Quote from: droogThe GM thing is part of a more general problem of the GM interfering with player decisions. How do you reconcile this with your stance on dice-fudging?
It's all about avoiding the "random stupid."

As I've said before, I consider the dice to be for inspiration, not determination (of course they're for determination as such, but the dice aren't God, is what I mean). The randomness can be inspirational, but it can also be stupid.

I believe in fudging the dice to remove "random stupid" results - anything that's likely to make a player say, "what the fuck?" and be annoyed. Essentially, the random stupid ruins the suspension of disbelief.

But I mean, if a character charges in against a dozen foes, if they back off when injured and their foes leave them alone but they go back to fight them anyway - then a death they get isn't random stupid, they chose the chance of it.

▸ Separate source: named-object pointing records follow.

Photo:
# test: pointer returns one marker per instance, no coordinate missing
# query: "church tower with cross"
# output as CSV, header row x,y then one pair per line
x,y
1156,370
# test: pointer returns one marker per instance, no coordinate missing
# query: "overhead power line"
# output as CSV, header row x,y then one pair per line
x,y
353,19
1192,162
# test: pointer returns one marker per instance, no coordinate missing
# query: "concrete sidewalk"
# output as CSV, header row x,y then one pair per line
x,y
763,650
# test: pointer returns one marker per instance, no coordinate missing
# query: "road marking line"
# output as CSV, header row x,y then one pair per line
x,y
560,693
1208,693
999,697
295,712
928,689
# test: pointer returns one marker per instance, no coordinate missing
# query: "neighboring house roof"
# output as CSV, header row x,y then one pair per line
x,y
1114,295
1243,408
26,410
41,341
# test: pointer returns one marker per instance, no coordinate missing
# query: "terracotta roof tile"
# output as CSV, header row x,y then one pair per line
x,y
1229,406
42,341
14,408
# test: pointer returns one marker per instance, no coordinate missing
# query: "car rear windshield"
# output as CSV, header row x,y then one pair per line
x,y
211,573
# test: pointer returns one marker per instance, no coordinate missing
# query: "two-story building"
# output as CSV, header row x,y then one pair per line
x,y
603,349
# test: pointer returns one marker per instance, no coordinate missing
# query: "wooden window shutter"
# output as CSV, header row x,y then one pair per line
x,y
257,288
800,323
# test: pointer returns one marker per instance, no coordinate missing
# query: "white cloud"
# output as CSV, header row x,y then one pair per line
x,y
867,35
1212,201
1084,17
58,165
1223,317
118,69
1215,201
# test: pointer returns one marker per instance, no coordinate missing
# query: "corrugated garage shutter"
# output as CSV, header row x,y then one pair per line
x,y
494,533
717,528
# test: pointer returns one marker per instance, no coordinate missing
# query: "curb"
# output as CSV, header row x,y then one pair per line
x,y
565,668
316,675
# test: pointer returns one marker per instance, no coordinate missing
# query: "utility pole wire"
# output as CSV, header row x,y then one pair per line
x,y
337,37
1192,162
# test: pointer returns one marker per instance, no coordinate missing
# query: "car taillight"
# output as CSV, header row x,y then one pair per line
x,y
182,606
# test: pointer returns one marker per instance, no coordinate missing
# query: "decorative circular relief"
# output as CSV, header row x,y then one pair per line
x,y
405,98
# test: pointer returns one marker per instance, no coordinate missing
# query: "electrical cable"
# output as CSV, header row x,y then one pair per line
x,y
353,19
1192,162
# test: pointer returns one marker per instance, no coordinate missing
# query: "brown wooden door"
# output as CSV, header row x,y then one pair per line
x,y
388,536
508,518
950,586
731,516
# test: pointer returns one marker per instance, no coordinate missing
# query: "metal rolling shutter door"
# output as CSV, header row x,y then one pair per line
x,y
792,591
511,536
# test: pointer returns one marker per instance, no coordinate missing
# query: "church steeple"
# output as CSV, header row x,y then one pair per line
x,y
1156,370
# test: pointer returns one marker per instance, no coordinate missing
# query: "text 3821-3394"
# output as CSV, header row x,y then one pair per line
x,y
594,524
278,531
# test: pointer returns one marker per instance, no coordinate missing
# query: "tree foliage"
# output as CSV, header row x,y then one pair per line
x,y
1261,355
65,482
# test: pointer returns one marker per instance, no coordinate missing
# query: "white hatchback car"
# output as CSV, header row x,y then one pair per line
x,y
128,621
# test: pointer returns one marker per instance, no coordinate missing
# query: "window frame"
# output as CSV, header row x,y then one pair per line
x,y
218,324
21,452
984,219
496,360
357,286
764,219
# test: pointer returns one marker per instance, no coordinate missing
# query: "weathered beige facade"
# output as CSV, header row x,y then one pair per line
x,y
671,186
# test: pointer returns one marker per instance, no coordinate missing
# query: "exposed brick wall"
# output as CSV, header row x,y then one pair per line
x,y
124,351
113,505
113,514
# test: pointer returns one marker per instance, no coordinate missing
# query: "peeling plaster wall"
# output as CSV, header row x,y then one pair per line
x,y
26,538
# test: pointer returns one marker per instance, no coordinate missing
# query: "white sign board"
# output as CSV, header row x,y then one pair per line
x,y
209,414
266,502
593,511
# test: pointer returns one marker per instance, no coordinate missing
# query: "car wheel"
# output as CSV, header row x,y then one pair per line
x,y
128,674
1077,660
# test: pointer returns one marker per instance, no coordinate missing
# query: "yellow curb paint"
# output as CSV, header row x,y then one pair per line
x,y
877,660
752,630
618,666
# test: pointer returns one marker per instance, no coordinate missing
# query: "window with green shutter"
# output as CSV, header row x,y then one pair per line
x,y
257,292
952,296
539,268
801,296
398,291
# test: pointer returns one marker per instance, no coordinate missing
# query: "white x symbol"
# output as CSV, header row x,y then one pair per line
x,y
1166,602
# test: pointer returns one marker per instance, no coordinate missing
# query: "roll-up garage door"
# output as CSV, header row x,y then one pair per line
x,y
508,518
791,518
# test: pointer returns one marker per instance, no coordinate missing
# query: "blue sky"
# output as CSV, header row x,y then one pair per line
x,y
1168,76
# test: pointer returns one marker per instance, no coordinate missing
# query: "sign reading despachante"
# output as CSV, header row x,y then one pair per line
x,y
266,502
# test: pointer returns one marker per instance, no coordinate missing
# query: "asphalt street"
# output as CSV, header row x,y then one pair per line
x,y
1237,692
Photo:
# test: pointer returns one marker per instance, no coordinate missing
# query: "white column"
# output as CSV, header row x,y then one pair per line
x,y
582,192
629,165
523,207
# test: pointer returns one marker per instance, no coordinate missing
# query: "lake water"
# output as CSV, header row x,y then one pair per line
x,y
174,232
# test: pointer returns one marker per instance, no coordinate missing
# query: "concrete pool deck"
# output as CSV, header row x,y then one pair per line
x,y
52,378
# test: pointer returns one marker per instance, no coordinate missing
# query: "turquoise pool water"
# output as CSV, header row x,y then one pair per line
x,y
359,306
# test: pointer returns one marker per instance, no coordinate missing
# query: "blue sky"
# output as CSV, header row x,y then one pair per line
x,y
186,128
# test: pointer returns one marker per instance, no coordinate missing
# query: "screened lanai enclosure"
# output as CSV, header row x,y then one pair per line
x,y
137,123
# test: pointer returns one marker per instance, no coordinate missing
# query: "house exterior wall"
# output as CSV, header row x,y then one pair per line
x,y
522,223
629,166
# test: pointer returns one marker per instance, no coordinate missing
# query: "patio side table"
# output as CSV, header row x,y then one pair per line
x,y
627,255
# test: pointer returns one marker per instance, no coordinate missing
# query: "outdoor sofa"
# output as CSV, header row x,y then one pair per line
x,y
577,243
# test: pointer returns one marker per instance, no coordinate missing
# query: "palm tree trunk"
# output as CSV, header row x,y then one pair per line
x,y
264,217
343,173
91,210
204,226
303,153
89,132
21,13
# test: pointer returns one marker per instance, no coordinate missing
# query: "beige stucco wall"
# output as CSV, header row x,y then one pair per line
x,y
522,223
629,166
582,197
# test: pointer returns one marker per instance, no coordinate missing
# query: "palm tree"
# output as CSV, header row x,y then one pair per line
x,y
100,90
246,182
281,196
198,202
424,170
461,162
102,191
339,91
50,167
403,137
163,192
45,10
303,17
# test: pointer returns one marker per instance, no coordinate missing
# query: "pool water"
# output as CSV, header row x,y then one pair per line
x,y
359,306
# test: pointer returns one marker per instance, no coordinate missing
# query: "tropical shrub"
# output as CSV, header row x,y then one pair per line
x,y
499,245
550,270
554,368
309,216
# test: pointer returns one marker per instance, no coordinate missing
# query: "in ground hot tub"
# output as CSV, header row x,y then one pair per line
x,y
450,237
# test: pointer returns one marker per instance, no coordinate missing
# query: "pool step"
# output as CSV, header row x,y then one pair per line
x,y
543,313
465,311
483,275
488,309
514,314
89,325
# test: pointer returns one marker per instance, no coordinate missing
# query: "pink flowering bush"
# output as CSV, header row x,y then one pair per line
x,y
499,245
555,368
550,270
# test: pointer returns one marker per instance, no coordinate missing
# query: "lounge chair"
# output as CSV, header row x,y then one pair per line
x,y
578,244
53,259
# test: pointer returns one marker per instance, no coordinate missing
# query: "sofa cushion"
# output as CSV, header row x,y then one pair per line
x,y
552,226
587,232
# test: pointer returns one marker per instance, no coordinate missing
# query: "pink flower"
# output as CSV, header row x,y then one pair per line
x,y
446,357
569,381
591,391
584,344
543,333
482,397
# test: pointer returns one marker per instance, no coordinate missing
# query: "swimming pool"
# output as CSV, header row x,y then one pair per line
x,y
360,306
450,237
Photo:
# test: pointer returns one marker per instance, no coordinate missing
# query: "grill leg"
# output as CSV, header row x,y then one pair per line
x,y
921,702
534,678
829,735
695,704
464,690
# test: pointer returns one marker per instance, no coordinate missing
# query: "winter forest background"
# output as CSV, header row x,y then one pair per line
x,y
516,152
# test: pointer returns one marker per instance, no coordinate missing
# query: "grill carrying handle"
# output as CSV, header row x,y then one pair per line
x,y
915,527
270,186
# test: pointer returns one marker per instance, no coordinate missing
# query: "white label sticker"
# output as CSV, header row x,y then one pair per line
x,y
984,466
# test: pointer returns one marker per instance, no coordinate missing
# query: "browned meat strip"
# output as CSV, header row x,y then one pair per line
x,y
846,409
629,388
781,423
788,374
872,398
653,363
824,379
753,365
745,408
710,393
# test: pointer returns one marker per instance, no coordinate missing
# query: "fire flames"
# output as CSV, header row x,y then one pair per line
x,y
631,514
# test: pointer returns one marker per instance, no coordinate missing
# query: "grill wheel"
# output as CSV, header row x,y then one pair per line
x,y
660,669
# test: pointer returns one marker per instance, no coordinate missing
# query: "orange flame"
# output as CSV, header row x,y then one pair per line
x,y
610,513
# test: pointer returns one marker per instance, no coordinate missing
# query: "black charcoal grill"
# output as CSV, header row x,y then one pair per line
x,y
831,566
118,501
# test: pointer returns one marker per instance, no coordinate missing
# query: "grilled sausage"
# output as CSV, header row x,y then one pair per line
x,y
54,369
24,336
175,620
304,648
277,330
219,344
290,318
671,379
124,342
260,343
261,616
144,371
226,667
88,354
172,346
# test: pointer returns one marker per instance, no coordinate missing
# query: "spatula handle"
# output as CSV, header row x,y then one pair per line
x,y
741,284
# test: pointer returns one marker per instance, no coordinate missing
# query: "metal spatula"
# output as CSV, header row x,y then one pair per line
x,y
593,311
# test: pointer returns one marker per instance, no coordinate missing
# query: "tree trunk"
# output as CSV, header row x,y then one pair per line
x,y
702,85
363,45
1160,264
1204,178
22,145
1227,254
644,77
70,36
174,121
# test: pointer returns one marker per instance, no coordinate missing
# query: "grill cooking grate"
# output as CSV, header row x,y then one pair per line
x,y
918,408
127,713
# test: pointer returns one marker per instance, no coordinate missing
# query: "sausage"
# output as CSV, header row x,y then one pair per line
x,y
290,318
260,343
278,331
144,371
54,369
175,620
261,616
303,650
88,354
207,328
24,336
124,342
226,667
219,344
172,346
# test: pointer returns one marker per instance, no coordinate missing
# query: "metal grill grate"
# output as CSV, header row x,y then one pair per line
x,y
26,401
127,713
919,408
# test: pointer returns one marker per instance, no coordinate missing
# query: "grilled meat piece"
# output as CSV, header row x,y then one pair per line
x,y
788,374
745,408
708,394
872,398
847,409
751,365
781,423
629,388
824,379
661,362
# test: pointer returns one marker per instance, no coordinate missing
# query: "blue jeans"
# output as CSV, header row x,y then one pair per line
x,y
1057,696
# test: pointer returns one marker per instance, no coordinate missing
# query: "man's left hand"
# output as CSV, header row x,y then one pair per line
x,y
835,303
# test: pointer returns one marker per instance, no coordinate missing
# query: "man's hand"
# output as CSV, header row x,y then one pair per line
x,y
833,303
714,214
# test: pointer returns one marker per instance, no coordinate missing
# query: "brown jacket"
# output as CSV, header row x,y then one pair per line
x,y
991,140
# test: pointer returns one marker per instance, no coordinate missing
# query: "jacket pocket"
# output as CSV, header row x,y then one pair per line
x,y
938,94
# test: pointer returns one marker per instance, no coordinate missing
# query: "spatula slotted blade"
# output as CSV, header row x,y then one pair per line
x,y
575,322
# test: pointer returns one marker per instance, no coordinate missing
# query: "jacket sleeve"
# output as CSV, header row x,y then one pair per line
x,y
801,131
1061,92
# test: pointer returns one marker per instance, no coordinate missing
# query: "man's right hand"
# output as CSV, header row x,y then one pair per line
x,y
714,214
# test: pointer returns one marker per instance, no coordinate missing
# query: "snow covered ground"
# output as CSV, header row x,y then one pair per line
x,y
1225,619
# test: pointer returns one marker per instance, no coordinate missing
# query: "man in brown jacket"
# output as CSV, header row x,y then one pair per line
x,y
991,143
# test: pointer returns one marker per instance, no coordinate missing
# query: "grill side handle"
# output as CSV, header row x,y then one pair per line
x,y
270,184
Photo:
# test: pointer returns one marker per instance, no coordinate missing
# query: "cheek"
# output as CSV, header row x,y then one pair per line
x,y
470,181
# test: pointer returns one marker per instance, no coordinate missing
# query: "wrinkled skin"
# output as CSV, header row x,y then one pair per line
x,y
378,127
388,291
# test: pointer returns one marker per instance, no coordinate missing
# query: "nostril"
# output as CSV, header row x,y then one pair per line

For example, this same character was once climbing through a window, sneaking in to search someone's room. I said, "the window is eight feet above the ground in a stone wall. You don't have to make a roll to climb it if you take your time and don't care if you're seen."
"I want to be quick, and nobody sees me!"
"Okay, so you have to roll, then."
*clatter* "Critical failure."
Now, the game has falling rules somewhere or other. But I didn't use them, because with the way his luck was going his character would have broken his fucking neck. And that'd be not simply random, but random stupid. Instead I just said, "You reach up to the ledge but your fingers slip, you fall back with your arms flailing, tumble around in the air and face-plant the mud by the keep wall, breaking your nose."
That result preserves the "critical failure" part while not really ruining things for the player. Instead of "what the fuck? that's stupid!" we get humour, embarassment, fellow players laughing, and so on.

That's the theory, anyway. It usually works. Maybe Olive, one of my players who sometimes posts here, will show up and tell us.